In the mass and variety of our purchases, in the sheer plenitude those crowded bags suggested, the weight and size and number, the familiar package designs and vivid lettering, the giant sizes, the family bargain packs with Day-Glo sale stickers, in the sense of replenishment we felt, the sense of well-being, the security and contentment these products brought to some snug home in our souls — it seemed we had achieved a fullness of being that is not know to people who need less, expect less, who plan their lives around lonely walks in the evening.

And here is that novel’s protagonist, Jack Gladney: “Why do these possessions cast such sorrowful weight? There is a darkness attached to them, a foreboding.

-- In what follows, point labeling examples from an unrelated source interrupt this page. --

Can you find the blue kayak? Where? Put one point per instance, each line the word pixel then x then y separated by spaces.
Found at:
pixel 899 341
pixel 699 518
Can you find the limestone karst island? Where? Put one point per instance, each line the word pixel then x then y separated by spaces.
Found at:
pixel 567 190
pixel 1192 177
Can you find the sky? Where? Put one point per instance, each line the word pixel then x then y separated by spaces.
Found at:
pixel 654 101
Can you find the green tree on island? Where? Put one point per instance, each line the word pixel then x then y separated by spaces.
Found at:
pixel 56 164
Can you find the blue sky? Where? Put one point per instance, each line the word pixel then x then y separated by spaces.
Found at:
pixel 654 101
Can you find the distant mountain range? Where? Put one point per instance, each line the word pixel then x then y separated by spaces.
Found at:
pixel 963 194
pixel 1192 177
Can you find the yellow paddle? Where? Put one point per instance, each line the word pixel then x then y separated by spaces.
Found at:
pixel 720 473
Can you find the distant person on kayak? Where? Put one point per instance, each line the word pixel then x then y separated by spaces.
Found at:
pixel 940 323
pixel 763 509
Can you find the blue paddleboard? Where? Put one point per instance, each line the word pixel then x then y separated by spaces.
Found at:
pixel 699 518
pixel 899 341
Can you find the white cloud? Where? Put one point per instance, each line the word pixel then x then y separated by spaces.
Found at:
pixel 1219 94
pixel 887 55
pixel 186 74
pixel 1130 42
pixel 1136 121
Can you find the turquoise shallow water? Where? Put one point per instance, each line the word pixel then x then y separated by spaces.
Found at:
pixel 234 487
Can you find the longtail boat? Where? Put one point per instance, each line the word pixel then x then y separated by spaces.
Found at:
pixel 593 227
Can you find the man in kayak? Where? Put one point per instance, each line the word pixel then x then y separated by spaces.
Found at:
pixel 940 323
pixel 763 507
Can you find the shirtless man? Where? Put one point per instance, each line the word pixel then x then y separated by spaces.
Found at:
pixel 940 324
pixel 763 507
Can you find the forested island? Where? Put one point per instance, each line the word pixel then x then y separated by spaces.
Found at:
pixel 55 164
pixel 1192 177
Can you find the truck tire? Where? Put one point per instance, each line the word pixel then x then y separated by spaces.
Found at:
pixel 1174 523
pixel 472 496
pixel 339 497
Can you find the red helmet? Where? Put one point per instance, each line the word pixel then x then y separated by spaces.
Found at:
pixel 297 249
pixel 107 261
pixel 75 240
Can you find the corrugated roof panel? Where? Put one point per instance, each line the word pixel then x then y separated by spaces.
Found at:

They make me wary not of personal failure and defeat but of something more general, something large in scope and content.”

In the world of DeLillo’s work, technology inspires both awe and fear. “Technology makes reality come true,” exclaims a character in Underworld. But a character in Zero K asks, “Haven’t you felt it? The loss of autonomy. The sense of being virtualized. The devices you use, the ones you carry everywhere, room to room, minute to minute, inescapably. Do you ever feel unfleshed? All the coded impulses you depend on to guide you. All the sensors in the room that are watching you, listening to you, tracking your habits, measuring your capabilities. All the linked data designed to incorporate you into the megadata. Is that something that makes you uneasy? Do you think about the technovirus, all systems down, global implosion? Or is it more personal? Do you feel steeped in some horrific digital panic that’s everywhere and nowhere?”

In the book UnderWords: Perspectives on Don DeLillo’s Underworld, the opening essay begins with these words:

There is surely something defiant about a constellation — not the secondhand act of locating one in the night sky, but rather the original work of fetching a convincing pattern from such forbidding vastness. It is a telling exercise — horrified over the irrevocable implication of our puniness, the ancients indulged a fondness for invented (hence, manageable) complication, the familiar love of control implicit in devising any system, the deep intoxication of controlled intricacy.

Perhaps we should think of DeLillo as one of those ancient astronomers — sharper-eyed and more clever than most of us — finding unseen patterns and mapping a universe for all of us to see.